Tetravalent Dengue Vaccine for Children

Source Citation: Villar L, Dayan GH, Arredondo-García J, Rivera DM, Cunha R, Deseda C, et al. Efficacy of a tetravalent dengue vaccine in children in Latin America. N Engl J Med. 2015;372:113-23.

Section Editor: Abhijeet Saha


Summary

In this phase-3 efficacy trial of a tetravalent dengue vaccine in five Latin American countries, 20,869 healthy children between the ages of 9 and 16 years were randomly assigned in a 2:1 ratio to receive three injections of recombinant, live attenuated, tetravalent dengue vaccine (CYD-TDV) or placebo at months 0, 6, and 12 under blinded conditions, and followed for 25 months. The primary outcome was vaccine efficacy against symptomatic, virologically-confirmed dengue occurring more than 28 days after the third injection. At baseline, 79.4% of an immunogenicity subgroup of 1944 children had seropositive status for one or more dengue serotypes. In the per-protocol population, there were 176 dengue cases (with 11,793 person-years at risk) in the vaccine group and 221 dengue cases (with 5,809 person-years at risk) in the control group, for a vaccine efficacy of 60.8% (95% CI 52.0%, 68.0%). Serotype-specific vaccine efficacy was 50.3% for serotype 1, 42.3% for serotype 2, 74.0% for serotype 3 and 77.7% for serotype 4. Among the severe confirmed dengue cases, 1 of 12 was in the vaccine group, for an intention-to-treat vaccine efficacy of 95.5%. Vaccine efficacy against hospitalization for dengue was 80.3%. The authors concluded that CYD-TDV dengue vaccine was efficacious against virologically-confirmed dengue infection, including severe disease.

Commentaries

Evidence-based Medicine Viewpoint

Relevance: Dengue is a common and serious infection in many parts of the world, including India [1]. An effective vaccine against dengue is eagerly awaited. This randomized controlled trial (RCT) of a tetravalent dengue vaccine, conducted in five South American countries [2], suggests progress towards a safe and effective vaccine. It also provides an excellent opportunity to learn about well-conducted RCTs, and vaccine trials in particular.
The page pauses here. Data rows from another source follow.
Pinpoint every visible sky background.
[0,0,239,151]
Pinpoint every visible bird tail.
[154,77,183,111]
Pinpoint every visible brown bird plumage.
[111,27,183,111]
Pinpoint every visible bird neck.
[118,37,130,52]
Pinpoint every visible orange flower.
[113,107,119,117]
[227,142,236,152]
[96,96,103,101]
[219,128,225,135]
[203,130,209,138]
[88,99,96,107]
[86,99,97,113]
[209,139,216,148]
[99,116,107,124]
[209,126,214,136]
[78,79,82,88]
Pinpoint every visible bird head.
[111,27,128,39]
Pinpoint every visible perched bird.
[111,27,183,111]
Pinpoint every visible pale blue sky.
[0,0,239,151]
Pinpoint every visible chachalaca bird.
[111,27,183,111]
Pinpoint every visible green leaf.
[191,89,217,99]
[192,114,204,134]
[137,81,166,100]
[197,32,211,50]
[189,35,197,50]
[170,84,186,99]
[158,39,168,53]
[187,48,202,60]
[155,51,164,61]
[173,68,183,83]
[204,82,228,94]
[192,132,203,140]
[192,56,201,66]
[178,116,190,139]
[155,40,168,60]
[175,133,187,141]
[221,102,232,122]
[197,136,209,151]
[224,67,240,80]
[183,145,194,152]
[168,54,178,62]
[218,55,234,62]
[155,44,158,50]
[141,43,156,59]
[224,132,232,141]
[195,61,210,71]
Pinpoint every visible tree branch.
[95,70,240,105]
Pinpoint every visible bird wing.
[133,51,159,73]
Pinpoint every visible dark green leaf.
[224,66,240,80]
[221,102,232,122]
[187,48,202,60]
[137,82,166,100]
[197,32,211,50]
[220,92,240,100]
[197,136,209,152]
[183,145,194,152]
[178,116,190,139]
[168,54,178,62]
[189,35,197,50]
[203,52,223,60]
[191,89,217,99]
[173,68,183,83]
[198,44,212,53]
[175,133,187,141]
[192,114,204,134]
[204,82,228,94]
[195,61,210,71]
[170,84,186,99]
Critical appraisal: A detailed critical appraisal is presented in Table I. Most of the criteria for a trial with low risk of bias are fulfilled.

Extendibility: The data in this RCT can be extrapolated to similar epidemiologic settings in terms of disease endemicity, burden of infection, and affected population group. Prior to initiating a similar trial in India (which is highly likely given the trends of new vaccine trials in recent years), an estimation of burden of disease, age-specific infection rate, hospitalization rate, mortality rate, and complication rate of dengue should be calculated (at least in the areas believed to have significant burden). The lack of efficacy among sero-negative individuals and slightly higher local adverse reactions also advocate in favour of further evaluation of efficacy and safety.

This trial has shown efficacy of the vaccine against dengue serotype 2, unlike the previous trial of the same vaccine in Asian countries [3]. This could have implications for India as serotype 2 predominated in the major outbreak of 1998. However, the 2003 outbreak was mainly with serotype 3 [4], whereas a study from Uttar Pradesh noted serotype 2 to be predominant during 2009 to 2012 [5]. In contrast, molecular analysis suggests that serotype 3 is also prevalent [6]. Currently, it is believed that all four serotypes are circulating, suggesting the need for pan-serotype efficacy [4,7].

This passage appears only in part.